Global economic activity remains sluggish. China's growth has been slipping for most of the year, but it has stabilized. GDP in the EU is expected to grow a meager 1% this year and Q1 GDP in the US fell by 1%.
Central banks are accommodative. Interest rates are near historic lows and money is creeping into equities due to a lack of attractive investment alternatives. With all of the quantitative easing, we can barely tread water.
The jobs report showed that 218,000 new jobs were created in May. That was in line with expectations, but it doesn't keep pace with the workforce. ADP was light and initial claims inched higher last week.
Corporate revenue growth is barely keeping pace with inflation and profit growth is flat. At a forward P/E of 16, stocks are not cheap.
Consumers are cautious and retailers were not very optimistic about Q2. The polar vortex was supposed to result in pent-up demand and we are not seeing it.
Asset Managers are not going to chase stocks at an all-time high when economic conditions are tenuous. They will wait for proof.
PIIGS bond yields are below US bond yields in some cases. This tells you that money is chasing yield and investors are getting pushed out on the risk curve. Translation: bubbles are forming.
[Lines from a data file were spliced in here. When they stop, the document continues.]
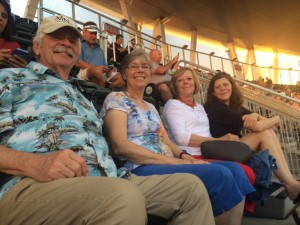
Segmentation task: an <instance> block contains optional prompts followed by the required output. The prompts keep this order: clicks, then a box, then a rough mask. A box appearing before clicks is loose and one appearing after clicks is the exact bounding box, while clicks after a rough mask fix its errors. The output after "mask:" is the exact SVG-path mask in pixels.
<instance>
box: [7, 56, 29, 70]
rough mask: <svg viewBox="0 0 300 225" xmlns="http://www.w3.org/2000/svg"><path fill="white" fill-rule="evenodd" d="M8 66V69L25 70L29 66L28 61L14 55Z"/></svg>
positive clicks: (10, 58) (9, 60) (11, 58)
mask: <svg viewBox="0 0 300 225" xmlns="http://www.w3.org/2000/svg"><path fill="white" fill-rule="evenodd" d="M8 64H9V66H8V67H13V68H25V67H26V66H27V61H26V60H25V59H22V58H21V57H20V56H17V55H13V56H12V57H10V58H9V60H8Z"/></svg>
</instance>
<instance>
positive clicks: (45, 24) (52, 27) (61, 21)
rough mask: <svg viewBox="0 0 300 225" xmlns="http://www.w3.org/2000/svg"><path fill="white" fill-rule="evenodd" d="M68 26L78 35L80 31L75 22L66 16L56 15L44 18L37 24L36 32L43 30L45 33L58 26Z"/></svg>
mask: <svg viewBox="0 0 300 225" xmlns="http://www.w3.org/2000/svg"><path fill="white" fill-rule="evenodd" d="M63 27H69V28H71V29H73V30H74V31H75V32H76V33H77V34H78V36H79V37H81V33H80V31H79V30H78V29H77V24H76V23H75V22H74V21H73V20H72V19H70V18H69V17H67V16H64V15H57V16H50V17H47V18H45V19H44V20H43V21H42V23H41V24H40V26H39V29H38V31H37V33H39V32H44V33H46V34H49V33H52V32H54V31H56V30H58V29H60V28H63Z"/></svg>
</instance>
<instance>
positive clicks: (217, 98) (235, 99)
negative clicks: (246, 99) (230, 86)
mask: <svg viewBox="0 0 300 225" xmlns="http://www.w3.org/2000/svg"><path fill="white" fill-rule="evenodd" d="M221 78H225V79H227V80H228V81H229V82H230V84H231V87H232V93H231V96H230V100H229V107H230V108H232V109H233V110H235V111H237V112H239V111H240V110H241V109H242V105H243V102H244V99H243V95H242V93H241V91H240V89H239V88H238V86H237V85H236V83H235V80H234V79H233V78H232V77H231V76H230V75H229V74H228V73H225V72H219V73H216V74H215V75H214V76H213V77H212V79H211V80H210V83H209V86H208V90H207V100H206V103H205V104H204V107H206V108H207V107H209V106H210V105H211V104H212V103H215V102H219V100H218V98H217V97H216V96H214V87H215V82H216V81H217V80H219V79H221Z"/></svg>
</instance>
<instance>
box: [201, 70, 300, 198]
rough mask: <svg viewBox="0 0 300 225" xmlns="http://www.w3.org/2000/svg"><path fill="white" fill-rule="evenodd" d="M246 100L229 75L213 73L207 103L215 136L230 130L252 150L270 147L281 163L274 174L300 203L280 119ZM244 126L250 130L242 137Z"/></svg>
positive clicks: (207, 94) (290, 197)
mask: <svg viewBox="0 0 300 225" xmlns="http://www.w3.org/2000/svg"><path fill="white" fill-rule="evenodd" d="M243 101H244V100H243V96H242V93H241V92H240V90H239V88H238V87H237V85H236V83H235V81H234V79H233V78H232V77H231V76H230V75H229V74H227V73H224V72H220V73H217V74H215V75H214V77H213V78H212V79H211V81H210V84H209V87H208V91H207V102H206V103H205V104H204V107H205V110H206V113H207V115H208V118H209V124H210V131H211V134H212V136H213V137H216V138H217V137H220V136H223V135H225V134H227V133H231V134H235V135H238V136H239V137H240V141H241V142H244V143H245V144H247V145H248V146H249V147H250V148H251V149H252V150H253V151H261V150H265V149H269V151H270V154H271V155H273V157H274V158H275V159H276V163H277V166H278V169H277V170H275V175H276V176H277V178H278V179H279V181H281V182H282V183H283V184H284V186H285V188H286V190H287V193H288V196H289V198H290V199H292V200H294V203H297V202H300V182H299V181H297V180H296V179H295V178H294V177H293V175H292V174H291V172H290V170H289V167H288V164H287V162H286V159H285V157H284V154H283V151H282V148H281V145H280V142H279V140H278V138H277V135H276V133H275V131H274V128H275V125H277V124H278V123H279V122H280V118H279V117H278V116H274V117H272V118H265V117H263V116H261V115H259V114H257V113H252V112H250V111H249V110H247V109H245V108H244V107H243V106H242V104H243ZM242 128H245V129H247V130H249V131H251V132H249V133H247V134H246V135H244V136H242V135H241V130H242Z"/></svg>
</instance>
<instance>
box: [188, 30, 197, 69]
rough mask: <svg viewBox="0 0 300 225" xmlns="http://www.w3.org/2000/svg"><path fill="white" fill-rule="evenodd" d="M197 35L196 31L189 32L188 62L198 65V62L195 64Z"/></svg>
mask: <svg viewBox="0 0 300 225" xmlns="http://www.w3.org/2000/svg"><path fill="white" fill-rule="evenodd" d="M197 35H198V31H197V30H191V50H193V51H191V52H190V61H191V62H192V63H195V64H198V63H199V62H197V53H196V50H197Z"/></svg>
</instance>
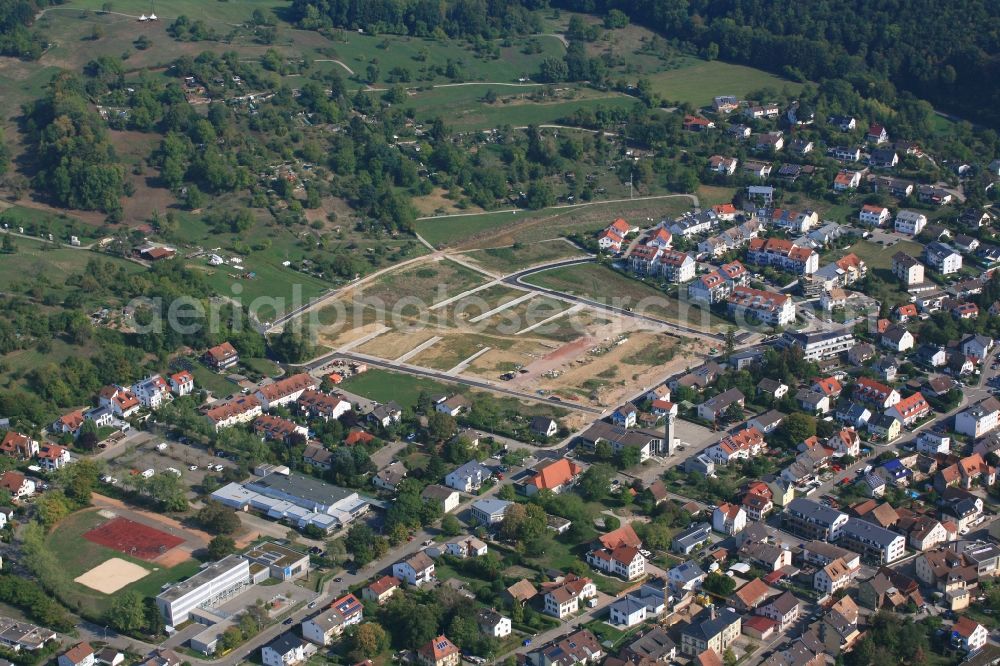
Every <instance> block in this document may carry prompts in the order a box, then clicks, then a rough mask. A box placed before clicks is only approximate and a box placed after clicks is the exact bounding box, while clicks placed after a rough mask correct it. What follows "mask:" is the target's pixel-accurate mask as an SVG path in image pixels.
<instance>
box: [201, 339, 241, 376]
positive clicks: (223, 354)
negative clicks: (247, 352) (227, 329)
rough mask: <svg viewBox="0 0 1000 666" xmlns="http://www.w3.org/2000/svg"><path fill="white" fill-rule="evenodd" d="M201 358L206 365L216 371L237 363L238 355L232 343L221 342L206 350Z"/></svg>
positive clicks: (227, 367) (220, 369) (239, 359)
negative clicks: (207, 365) (216, 370)
mask: <svg viewBox="0 0 1000 666" xmlns="http://www.w3.org/2000/svg"><path fill="white" fill-rule="evenodd" d="M202 360H203V361H204V362H205V364H206V365H209V366H210V367H212V368H214V369H215V370H217V371H218V370H225V369H227V368H231V367H233V366H234V365H236V364H237V363H239V362H240V355H239V354H238V353H237V351H236V348H235V347H233V345H232V344H230V343H229V342H223V343H222V344H221V345H216V346H215V347H212V348H210V349H209V350H208V351H206V352H205V354H204V355H203V356H202Z"/></svg>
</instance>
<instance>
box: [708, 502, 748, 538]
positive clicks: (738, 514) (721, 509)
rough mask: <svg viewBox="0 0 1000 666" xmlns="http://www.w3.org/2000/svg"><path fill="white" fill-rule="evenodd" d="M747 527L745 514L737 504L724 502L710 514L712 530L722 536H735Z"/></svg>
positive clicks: (746, 523)
mask: <svg viewBox="0 0 1000 666" xmlns="http://www.w3.org/2000/svg"><path fill="white" fill-rule="evenodd" d="M746 526H747V512H746V511H744V510H743V507H741V506H739V505H738V504H729V503H728V502H724V503H723V504H721V505H719V506H718V507H717V508H716V509H715V511H714V512H713V513H712V529H713V530H715V531H716V532H722V533H723V534H729V535H730V536H731V535H733V534H737V533H739V532H742V531H743V529H744V528H745V527H746Z"/></svg>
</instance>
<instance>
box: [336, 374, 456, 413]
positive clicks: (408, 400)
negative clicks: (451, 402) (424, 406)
mask: <svg viewBox="0 0 1000 666" xmlns="http://www.w3.org/2000/svg"><path fill="white" fill-rule="evenodd" d="M340 388H342V389H344V390H345V391H350V392H351V393H356V394H358V395H360V396H364V397H366V398H368V399H370V400H376V401H378V402H389V401H390V400H395V401H396V402H397V403H399V404H400V405H402V406H403V407H413V406H415V405H416V404H417V398H419V397H420V393H421V392H425V393H434V394H443V395H451V394H452V393H455V392H456V391H455V387H454V386H451V385H448V384H444V383H442V382H438V381H435V380H433V379H427V378H424V377H414V376H412V375H405V374H401V373H397V372H391V371H389V370H381V369H379V368H372V369H370V370H368V372H364V373H362V374H360V375H354V376H353V377H349V378H347V379H345V380H344V382H343V383H342V384H340Z"/></svg>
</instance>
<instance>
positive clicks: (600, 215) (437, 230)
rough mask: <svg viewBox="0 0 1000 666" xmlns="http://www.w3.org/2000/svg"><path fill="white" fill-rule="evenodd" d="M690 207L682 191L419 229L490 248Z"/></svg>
mask: <svg viewBox="0 0 1000 666" xmlns="http://www.w3.org/2000/svg"><path fill="white" fill-rule="evenodd" d="M691 207H692V202H691V199H689V198H688V197H687V196H684V195H677V196H669V197H658V198H646V199H636V200H634V201H619V200H614V201H599V202H594V203H588V204H578V205H571V206H556V207H552V208H543V209H542V210H518V211H516V212H511V211H510V210H505V211H495V212H492V213H479V214H473V215H448V216H441V217H434V218H426V219H423V220H419V221H417V225H416V230H417V233H418V234H420V236H421V237H422V238H423V239H424V240H426V241H427V242H428V243H431V244H432V245H449V246H452V247H454V246H458V245H463V246H470V249H471V248H472V247H477V248H480V249H482V248H490V247H497V246H501V245H512V244H514V243H516V242H521V243H523V244H531V243H537V242H540V241H545V240H554V239H556V238H562V237H565V236H568V235H570V234H573V233H580V234H588V233H596V232H597V231H599V230H600V229H603V228H604V227H606V226H607V225H608V224H610V223H611V222H612V221H614V219H615V218H616V217H625V218H626V219H630V220H636V223H637V224H639V226H643V227H646V226H652V223H653V222H652V221H653V220H659V219H661V218H665V217H675V216H677V215H679V214H680V213H682V212H683V211H686V210H688V209H690V208H691Z"/></svg>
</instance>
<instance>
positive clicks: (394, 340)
mask: <svg viewBox="0 0 1000 666" xmlns="http://www.w3.org/2000/svg"><path fill="white" fill-rule="evenodd" d="M436 334H437V331H435V330H433V329H430V328H428V329H423V330H419V331H397V330H391V331H387V332H386V333H383V334H382V335H380V336H378V337H376V338H372V339H371V340H369V341H368V342H366V343H365V344H363V345H361V346H359V347H355V348H354V349H355V350H356V351H359V352H361V353H362V354H371V355H372V356H378V357H379V358H385V359H390V360H391V359H397V358H399V357H400V356H402V355H403V354H405V353H406V352H408V351H410V350H411V349H414V348H416V347H419V346H420V345H421V344H423V343H424V342H427V341H428V340H430V339H431V338H433V337H434V336H435V335H436Z"/></svg>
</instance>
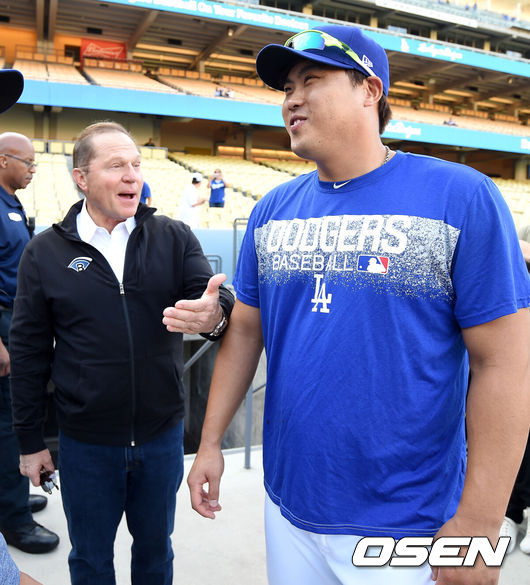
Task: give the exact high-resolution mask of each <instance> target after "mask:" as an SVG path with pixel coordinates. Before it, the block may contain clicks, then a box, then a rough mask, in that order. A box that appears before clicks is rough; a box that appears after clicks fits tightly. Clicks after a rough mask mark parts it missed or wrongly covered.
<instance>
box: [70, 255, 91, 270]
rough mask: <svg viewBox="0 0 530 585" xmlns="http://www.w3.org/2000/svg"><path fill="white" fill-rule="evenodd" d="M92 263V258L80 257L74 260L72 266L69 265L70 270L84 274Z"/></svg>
mask: <svg viewBox="0 0 530 585" xmlns="http://www.w3.org/2000/svg"><path fill="white" fill-rule="evenodd" d="M91 262H92V258H88V257H87V256H78V257H77V258H74V259H73V260H72V261H71V262H70V264H68V268H71V269H72V270H75V271H76V272H83V270H86V269H87V268H88V266H89V265H90V263H91Z"/></svg>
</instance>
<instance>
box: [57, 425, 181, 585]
mask: <svg viewBox="0 0 530 585" xmlns="http://www.w3.org/2000/svg"><path fill="white" fill-rule="evenodd" d="M183 430H184V423H183V422H182V421H181V422H180V423H179V424H178V425H177V426H176V427H174V428H173V429H171V430H170V431H168V432H166V433H164V434H163V435H161V436H160V437H157V438H156V439H153V440H152V441H150V442H148V443H145V444H143V445H139V446H136V447H114V446H109V445H91V444H88V443H82V442H80V441H77V440H75V439H72V438H71V437H67V436H66V435H65V434H63V433H61V434H60V436H59V472H60V478H61V493H62V499H63V507H64V511H65V514H66V519H67V522H68V533H69V535H70V542H71V544H72V550H71V552H70V555H69V557H68V563H69V566H70V577H71V580H72V585H96V584H97V585H115V583H116V579H115V576H114V564H113V556H114V539H115V537H116V530H117V528H118V525H119V523H120V520H121V518H122V516H123V513H124V512H125V517H126V519H127V526H128V528H129V532H130V533H131V535H132V537H133V545H132V549H131V552H132V560H131V580H132V584H133V585H171V583H172V582H173V550H172V548H171V539H170V535H171V533H172V532H173V526H174V520H175V507H176V494H177V490H178V488H179V486H180V483H181V481H182V476H183V473H184V449H183Z"/></svg>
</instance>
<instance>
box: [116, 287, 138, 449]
mask: <svg viewBox="0 0 530 585" xmlns="http://www.w3.org/2000/svg"><path fill="white" fill-rule="evenodd" d="M120 296H121V301H122V305H123V313H124V315H125V325H126V327H127V335H128V337H129V363H130V374H131V411H132V413H131V414H132V421H131V435H130V446H131V447H134V446H135V444H136V441H135V437H134V421H135V419H136V384H135V371H134V346H133V337H132V329H131V321H130V319H129V311H128V309H127V299H126V298H125V288H124V287H123V283H122V282H120Z"/></svg>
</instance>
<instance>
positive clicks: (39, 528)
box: [0, 132, 59, 553]
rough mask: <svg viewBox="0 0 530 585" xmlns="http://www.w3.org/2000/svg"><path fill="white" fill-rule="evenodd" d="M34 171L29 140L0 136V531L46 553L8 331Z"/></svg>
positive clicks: (17, 543) (30, 550)
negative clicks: (31, 474)
mask: <svg viewBox="0 0 530 585" xmlns="http://www.w3.org/2000/svg"><path fill="white" fill-rule="evenodd" d="M35 171H36V164H35V152H34V150H33V144H32V143H31V140H29V138H27V137H26V136H24V135H22V134H18V133H15V132H5V133H3V134H0V532H2V534H3V535H4V537H5V539H6V541H7V543H8V544H10V545H11V546H14V547H16V548H18V549H20V550H22V551H24V552H27V553H45V552H49V551H51V550H53V549H54V548H55V547H56V546H57V545H58V544H59V537H58V536H57V535H56V534H55V533H53V532H51V531H50V530H48V529H47V528H44V527H43V526H41V525H40V524H38V523H37V522H35V521H34V520H33V515H32V514H33V512H38V511H39V510H42V509H43V508H44V507H45V506H46V504H47V499H46V498H45V497H44V496H41V495H39V496H37V495H30V494H29V482H28V479H27V478H26V477H23V476H22V475H21V474H20V471H19V469H18V462H19V450H18V444H17V440H16V437H15V435H14V433H13V417H12V411H11V396H10V384H9V374H10V355H9V327H10V325H11V318H12V315H13V302H14V299H15V294H16V288H17V271H18V265H19V263H20V258H21V256H22V253H23V251H24V248H25V246H26V244H27V243H28V242H29V240H30V238H31V235H32V234H31V229H30V228H29V225H28V220H27V217H26V214H25V211H24V208H23V207H22V203H21V202H20V200H19V199H18V197H17V196H16V191H17V190H19V189H25V188H26V187H27V186H28V185H29V184H30V183H31V181H32V179H33V175H34V174H35ZM41 195H42V196H46V195H45V193H42V194H41Z"/></svg>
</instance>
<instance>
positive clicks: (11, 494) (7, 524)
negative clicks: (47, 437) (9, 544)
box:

Retirees who are focused on capital preservation are forced into equities because bond yields are miniscule. They can't generate enough income from bonds to cover their expenses. This is just another example of investors getting pushed out into riskier assets.
The path of least resistance is up and the news is light this week. I don't see any spoilers and I don't see drivers to push stocks higher.
I am day trading - no overnights. If we get a nice little pullback, I will sell out of the money put credit spreads on strong stocks.
Stay long, be small and use stops (SPY $194). Late day selling would be a sign of exhaustion and you should take profits on long positions if you see it.
Expect quiet trading and tight ranges.